Shanghai, CHINA: A salesman walks past a Mercedes S-class sedan at a showroom in Shanghai after the firm announced a 57 percent increase in car sales in China and Hong Kong during the first four months of the year, 30 May 2006. Mercedes plans to invest 1.5 billion euros (1.8 billion USD) to produce cars in China, where a booming economy has created a growing class of 160 million 'luxury consumers', accounting for 13 percent of the country's total population, according to research by the semi-official China Brand Strategy Association. AFP PHOTO/Mark RALSTON (Photo credit should read MARK RALSTON/AFP/Getty Images)

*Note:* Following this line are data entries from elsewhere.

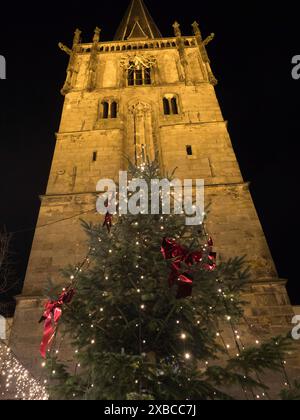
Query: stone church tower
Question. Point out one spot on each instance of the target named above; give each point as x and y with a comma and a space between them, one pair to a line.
140, 94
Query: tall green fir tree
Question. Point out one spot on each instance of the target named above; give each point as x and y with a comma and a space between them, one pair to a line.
148, 314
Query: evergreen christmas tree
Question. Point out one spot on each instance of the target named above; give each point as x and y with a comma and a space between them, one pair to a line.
147, 316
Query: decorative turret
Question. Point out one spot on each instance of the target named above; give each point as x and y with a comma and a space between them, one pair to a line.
137, 23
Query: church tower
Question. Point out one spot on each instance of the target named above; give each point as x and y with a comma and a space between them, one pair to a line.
142, 94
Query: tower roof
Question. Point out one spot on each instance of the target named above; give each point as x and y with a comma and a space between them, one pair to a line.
137, 23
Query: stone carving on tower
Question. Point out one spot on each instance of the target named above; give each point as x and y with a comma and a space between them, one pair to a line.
140, 130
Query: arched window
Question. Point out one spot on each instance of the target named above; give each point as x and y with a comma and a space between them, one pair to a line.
139, 76
174, 106
170, 103
105, 110
114, 110
167, 110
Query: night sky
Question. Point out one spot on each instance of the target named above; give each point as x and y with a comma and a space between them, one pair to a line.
251, 57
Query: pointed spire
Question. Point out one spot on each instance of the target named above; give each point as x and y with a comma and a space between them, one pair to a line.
137, 23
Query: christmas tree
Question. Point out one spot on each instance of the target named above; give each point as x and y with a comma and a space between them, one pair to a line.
146, 316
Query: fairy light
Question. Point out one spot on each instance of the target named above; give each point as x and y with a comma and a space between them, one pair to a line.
17, 379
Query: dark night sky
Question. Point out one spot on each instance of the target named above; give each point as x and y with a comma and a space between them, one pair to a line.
251, 57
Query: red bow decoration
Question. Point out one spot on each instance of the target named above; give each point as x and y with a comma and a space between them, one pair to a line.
108, 221
51, 316
108, 217
171, 250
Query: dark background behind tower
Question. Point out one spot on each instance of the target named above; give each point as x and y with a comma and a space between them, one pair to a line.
251, 57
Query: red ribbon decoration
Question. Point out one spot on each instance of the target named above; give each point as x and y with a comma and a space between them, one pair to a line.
171, 250
108, 217
51, 316
108, 221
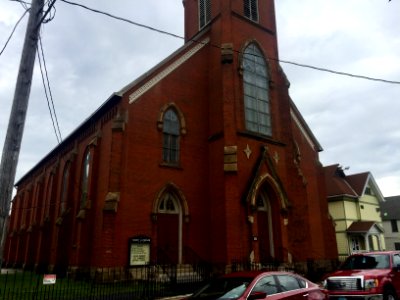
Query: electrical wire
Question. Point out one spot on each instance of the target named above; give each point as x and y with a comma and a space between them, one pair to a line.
12, 32
53, 115
48, 86
219, 47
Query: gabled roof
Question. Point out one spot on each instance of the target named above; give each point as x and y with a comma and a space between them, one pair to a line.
363, 227
114, 99
336, 184
359, 183
339, 184
390, 208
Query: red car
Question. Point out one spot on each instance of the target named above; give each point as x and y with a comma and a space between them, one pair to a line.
260, 285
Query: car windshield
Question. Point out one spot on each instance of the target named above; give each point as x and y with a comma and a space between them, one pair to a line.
372, 261
223, 288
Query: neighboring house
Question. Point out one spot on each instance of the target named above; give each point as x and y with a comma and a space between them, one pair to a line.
354, 204
203, 158
390, 212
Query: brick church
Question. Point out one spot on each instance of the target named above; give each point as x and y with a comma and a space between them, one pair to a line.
204, 157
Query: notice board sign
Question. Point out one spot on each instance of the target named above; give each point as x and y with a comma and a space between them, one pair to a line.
49, 279
139, 251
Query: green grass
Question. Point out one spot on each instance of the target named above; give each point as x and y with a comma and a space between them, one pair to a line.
28, 285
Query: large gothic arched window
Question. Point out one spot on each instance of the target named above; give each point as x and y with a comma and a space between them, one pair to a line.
256, 91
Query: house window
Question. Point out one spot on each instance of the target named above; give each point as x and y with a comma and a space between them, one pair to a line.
64, 189
256, 91
394, 225
85, 178
368, 191
355, 244
251, 9
171, 128
204, 12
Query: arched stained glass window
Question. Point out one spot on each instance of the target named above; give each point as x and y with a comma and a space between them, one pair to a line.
204, 12
256, 91
85, 178
250, 8
64, 188
168, 204
171, 129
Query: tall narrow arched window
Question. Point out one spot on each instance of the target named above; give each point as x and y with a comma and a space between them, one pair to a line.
85, 178
251, 9
256, 91
171, 135
204, 12
64, 187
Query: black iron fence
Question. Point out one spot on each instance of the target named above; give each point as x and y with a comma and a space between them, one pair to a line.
149, 282
152, 281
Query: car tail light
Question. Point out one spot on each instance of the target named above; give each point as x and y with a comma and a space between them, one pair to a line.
317, 295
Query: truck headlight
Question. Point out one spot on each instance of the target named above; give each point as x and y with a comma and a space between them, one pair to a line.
324, 284
371, 283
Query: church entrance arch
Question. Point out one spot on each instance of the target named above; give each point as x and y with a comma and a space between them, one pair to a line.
265, 228
169, 209
268, 210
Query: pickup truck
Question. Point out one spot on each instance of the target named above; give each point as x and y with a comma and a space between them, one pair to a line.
366, 276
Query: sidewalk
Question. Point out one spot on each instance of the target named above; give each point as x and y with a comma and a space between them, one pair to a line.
175, 297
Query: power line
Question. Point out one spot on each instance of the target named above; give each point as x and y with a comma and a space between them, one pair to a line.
12, 32
51, 107
219, 47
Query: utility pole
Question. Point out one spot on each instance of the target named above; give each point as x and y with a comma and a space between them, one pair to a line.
16, 124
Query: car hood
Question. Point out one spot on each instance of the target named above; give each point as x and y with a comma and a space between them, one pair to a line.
365, 273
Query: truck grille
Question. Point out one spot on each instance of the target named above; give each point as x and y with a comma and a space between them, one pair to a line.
345, 284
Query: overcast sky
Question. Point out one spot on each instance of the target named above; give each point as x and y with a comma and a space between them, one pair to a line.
89, 56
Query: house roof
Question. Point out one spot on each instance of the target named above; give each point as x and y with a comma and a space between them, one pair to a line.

By Tom Mitchell in Beijing

When Daimler decided to post a board member to Beijing for the first time, it did so with a simple mandate: repair long-running operational problems at the German company’s Mercedes-Benz unit in China and close the gap with BMW and Volkswagen’s Audi.

That task, however, has been complicated by an investigation into motor pricing practices by the National Development and Reform Commission, one of the three government agencies that enforces China’s 2008 anti-monopoly law. The probe has ensnared Mercedes, BMW, and market leader Audi to varying degrees, and injected a new risk factor into the sales battle between the big three luxury automakers.

While these three German companies dominate luxury sedan sales in the world’s largest car market with a combined segment share of 80 per cent, Mercedes has been the laggard. Hubertus Troska, who took over as chairman and chief executive of Daimler’s China operations last year, and Nicholas Speeks, head of its Mercedes unit in the country, set about unifying a fragmented dealership structure and investing heavily in its manufacturing joint venture with state-owned carmaker BAIC Motor.

Mercedes sold 138,000 cars in China in the first half of this year, compared with 225,000 at BMW and 269,000 at Audi. But Mercedes’ sales are accelerating rapidly and the company seems on target to reach its goal of 300,000 units by 2015.

Executives are still waiting for the results of the NDRC’s investigation but signals so far suggest Mercedes and Audi may be in for a rougher ride than BMW. At issue is the degree to which the three carmakers have been involved in dealers’ pricing of spare parts and vehicles.

Audi has confirmed that a handful of its sales offices – managed by VW’s joint venture with state-owned carmaker First Auto Works – violated unspecified aspects of the anti-monopoly law, and said it would accept whatever penalty the NDRC hands down. Last month the regulator levied its biggest antitrust fines yet on 10 Japanese parts suppliers for price-fixing.

Mercedes said one of its joint venture’s sales offices was raided by NDRC officials, while the official Xinhua news agency quoted an investigator as saying the German carmaker had “used its leading position to control the prices of its spare parts, repair and maintenance services in downstream markets”.

In an attempt to mollify the NDRC, Mercedes announced large price cuts on more than 10,000 spare parts. BMW, which has managed to keep a much lower profile throughout the investigation, volunteered cuts on only about 2,000 components, having lowered its prices more aggressively over recent years.

“If Audi and Mercedes receive heavy fines and BMW gets off relatively lightly, then that’s wonderful for BMW,” says one Beijing-based auto executive who adds that lost revenue from the spare parts cuts is a small price to pay for what has been such a lucrative market. BMW reported more than €200m in second-quarter dividend income from its joint venture with Brilliance Auto, another Chinese carmaker.

Mercedes has said it cannot comment on the continuing NDRC investigation, but when asked about pricing issues at a media briefing earlier this year Mr Speeks said the carmaker was “not able and not inclined to dictate what price the dealer and the customer agree”.

“We have anti-monopoly and antitrust laws in [China] as we do in other countries,” he said.

Mr Speeks also, however, welcomed the fact that the discounts granted by Mercedes’ China dealers had fallen in 2013.

“[Car companies] don’t like it when the dealers sell at big discounts because they feel it hurts brand image,” says Janet Lewis, analyst at Macquarie Securities in Hong Kong. “Mercedes in particular has suffered from dealers getting too aggressive with discounting.”

As it awaits the NDRC’s decision, Daimler has continued to pour money into initiatives consistent with Beijing’s long-term development goals for the auto industry, which include greater technology transfer and more export sales.

Last year Mercedes and BAIC inaugurated Mercedes’ first fully fledged engine plant outside Germany, which will eventually ship components back to Germany. Daimler has taken a minority stake in BAIC ahead of the Beijing company’s planned initial public offering in Hong Kong, and Mr Troska has said his company would welcome a reciprocal investment.